About three months ago it reopened its doors following a major refurbishment and renamed the Butchers Block… a reference to its provenance of being owned by a butchers family.
I have to declare at this point I have a big affection for this place as I spent some of my earlier culinary years at this place and worked alongside the proprietor who was something of a mentor to me and instilled a real passion for cheese if nothing else.
The place has been beautified and decorated in a pleasing way but it is the menu that for me speaks volumes about their aspirations and aims. It is obviously and rightly very meat centric (considering their connections) and features a meat cabinet in the dining areas entrance that displays some really good looking hunks of ageing beef.
The menu highlights for both lunch and dinner are steaks and prime cuts from a T Bone to a Cote de Bouef or Fillet with the classic accompaniments. These all come with a price tag that whilst not eye watering expensive they are not such good value as perhaps lesser known cuts would be. Why not feature a Jacobs Ladder or a bavette. Especially on a lunch menu where a diner wants to eat more quickly as they are time constrained and also price sensitive.
It is a continual debate even in high end restaurants in the big metropolis that you can eat a highly accoladed meal for far better value for lunch than dinner.
The Butchers Block is really missing a trick here and need to rethink the offer. It should be a shop window for what to expect for the more formal dinner service and in particular special occasion diner.
So what did we eat – well we did not fancy a paddle (wooden board) Ploughmans, charcuterie board or fish platter but craved something a little more substantial and the burger whilst tempting had been our menu choice the day before on a visit to Windsor.
So we opted for Fish & Chips a pub classic and then a Steak and Ale Pie – both priced at £12.90 seemed to be the choice of the majority of all the other diners as the Steaks were all prices at double this amount.
A wait of just on one hour from when we had entered the place was our experience before our food arrived. It was not busy and I felt the kitchen was struggling to cope to produce what was pretty basic fare.
Fish & Chips arrived on a wooden board (a modern trend that needs to be discouraged) and was duly sent straight back to be put onto a plate as Mrs HC wanted to eat it off a hot plate!
My Steak & Ale Pie came served in a bowl shaped plate – better than a board but again not my favourite receptacle shape as the cutlery has a tendency to fall into the centre if ever you rest it on the rim! Much was made of the fact the pastry case was short crust and the top was puff pastry and whilst tasty with a well cooked inside filling the gravy boat with extra sauce was much need as it required some extra lubrication, the accompanying mash and vegetables with it were not so pleasing.
Gritty baby carrots and then sugar snaps were nestled alongside a mash potato that had a stale flavour that was close to turning.
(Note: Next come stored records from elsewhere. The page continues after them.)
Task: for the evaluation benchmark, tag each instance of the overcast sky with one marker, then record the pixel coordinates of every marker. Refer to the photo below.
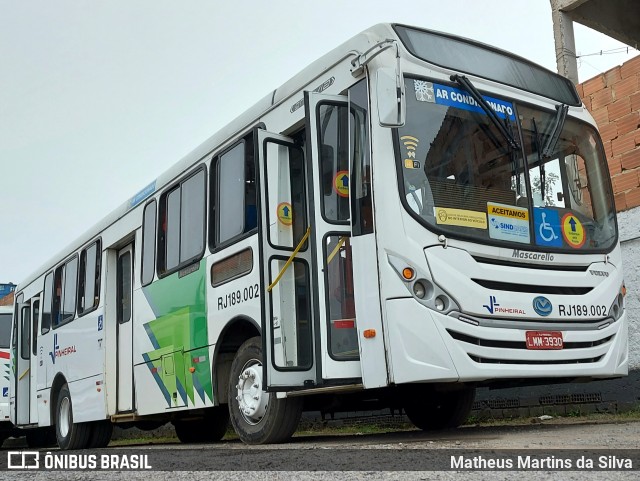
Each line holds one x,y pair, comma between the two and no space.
97,98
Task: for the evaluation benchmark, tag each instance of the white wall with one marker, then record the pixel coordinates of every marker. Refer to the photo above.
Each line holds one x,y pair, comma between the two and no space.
629,224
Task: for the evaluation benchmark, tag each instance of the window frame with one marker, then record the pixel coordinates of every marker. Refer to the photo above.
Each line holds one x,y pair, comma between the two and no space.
25,344
66,321
161,246
81,275
249,141
320,136
152,232
44,304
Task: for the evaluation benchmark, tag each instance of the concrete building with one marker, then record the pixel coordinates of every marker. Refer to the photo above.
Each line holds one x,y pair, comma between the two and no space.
613,98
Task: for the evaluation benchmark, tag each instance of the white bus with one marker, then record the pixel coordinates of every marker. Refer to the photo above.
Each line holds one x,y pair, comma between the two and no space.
6,428
410,217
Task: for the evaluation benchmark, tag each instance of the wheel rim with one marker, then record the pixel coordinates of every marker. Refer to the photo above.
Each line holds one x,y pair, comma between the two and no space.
252,400
64,417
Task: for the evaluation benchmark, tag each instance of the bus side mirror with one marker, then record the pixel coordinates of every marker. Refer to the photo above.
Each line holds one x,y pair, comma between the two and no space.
391,100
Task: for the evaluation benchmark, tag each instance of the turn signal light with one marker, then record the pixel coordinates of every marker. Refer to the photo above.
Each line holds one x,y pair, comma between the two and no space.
408,273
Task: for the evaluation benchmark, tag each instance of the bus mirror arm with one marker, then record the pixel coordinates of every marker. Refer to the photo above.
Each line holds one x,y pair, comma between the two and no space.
362,59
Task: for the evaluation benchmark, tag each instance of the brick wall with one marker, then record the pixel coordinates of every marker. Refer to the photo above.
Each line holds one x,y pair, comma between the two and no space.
613,98
7,300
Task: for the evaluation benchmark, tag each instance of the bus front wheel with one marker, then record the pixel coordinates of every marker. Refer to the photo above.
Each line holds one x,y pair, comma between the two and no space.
432,410
257,416
70,435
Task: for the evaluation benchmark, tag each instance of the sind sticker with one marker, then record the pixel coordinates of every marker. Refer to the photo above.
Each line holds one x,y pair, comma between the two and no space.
508,222
461,217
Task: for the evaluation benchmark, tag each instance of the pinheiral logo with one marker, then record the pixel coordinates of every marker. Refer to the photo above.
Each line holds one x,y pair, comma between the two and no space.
542,306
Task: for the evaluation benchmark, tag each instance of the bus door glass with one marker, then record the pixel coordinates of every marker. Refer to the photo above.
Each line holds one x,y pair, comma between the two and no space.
22,359
288,295
328,123
35,321
124,314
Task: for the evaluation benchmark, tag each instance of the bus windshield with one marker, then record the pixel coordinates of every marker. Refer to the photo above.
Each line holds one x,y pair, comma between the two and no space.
5,330
460,176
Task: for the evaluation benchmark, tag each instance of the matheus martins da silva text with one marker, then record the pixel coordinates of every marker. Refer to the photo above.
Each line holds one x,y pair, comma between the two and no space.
548,462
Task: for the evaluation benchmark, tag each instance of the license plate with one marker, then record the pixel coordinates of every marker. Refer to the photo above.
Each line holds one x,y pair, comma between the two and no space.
544,340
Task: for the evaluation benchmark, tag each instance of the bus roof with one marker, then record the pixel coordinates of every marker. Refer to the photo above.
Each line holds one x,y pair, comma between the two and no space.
353,47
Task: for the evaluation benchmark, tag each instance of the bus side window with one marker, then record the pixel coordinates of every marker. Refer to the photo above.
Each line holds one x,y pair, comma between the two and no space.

The pie was I suspect not made in house which for £12.90 was not really good value. I was hungry so ate it and did not fancy an hours wait for a replacement.
Overall I had and expectation that this place would deliver something far better than it did. It could be described as very average and the fact they have access to high quality produce they could execute it all with more flair and imagination.
Service was also lacklustre and in need of polish. There seemed no urgency and classic example of lack of communication between the husband and wife team resulted in us being overcharged for our two small glasses of wine. Quickly rectified when pointed out however the landlord did not seem to posses the social skills to back it all up. Not a natural front of house so left us feeling it was all a bit amateurish.
It had been many years since I had been in the place and I guess it will now be many more years before I will want to make a return visit… says it all really.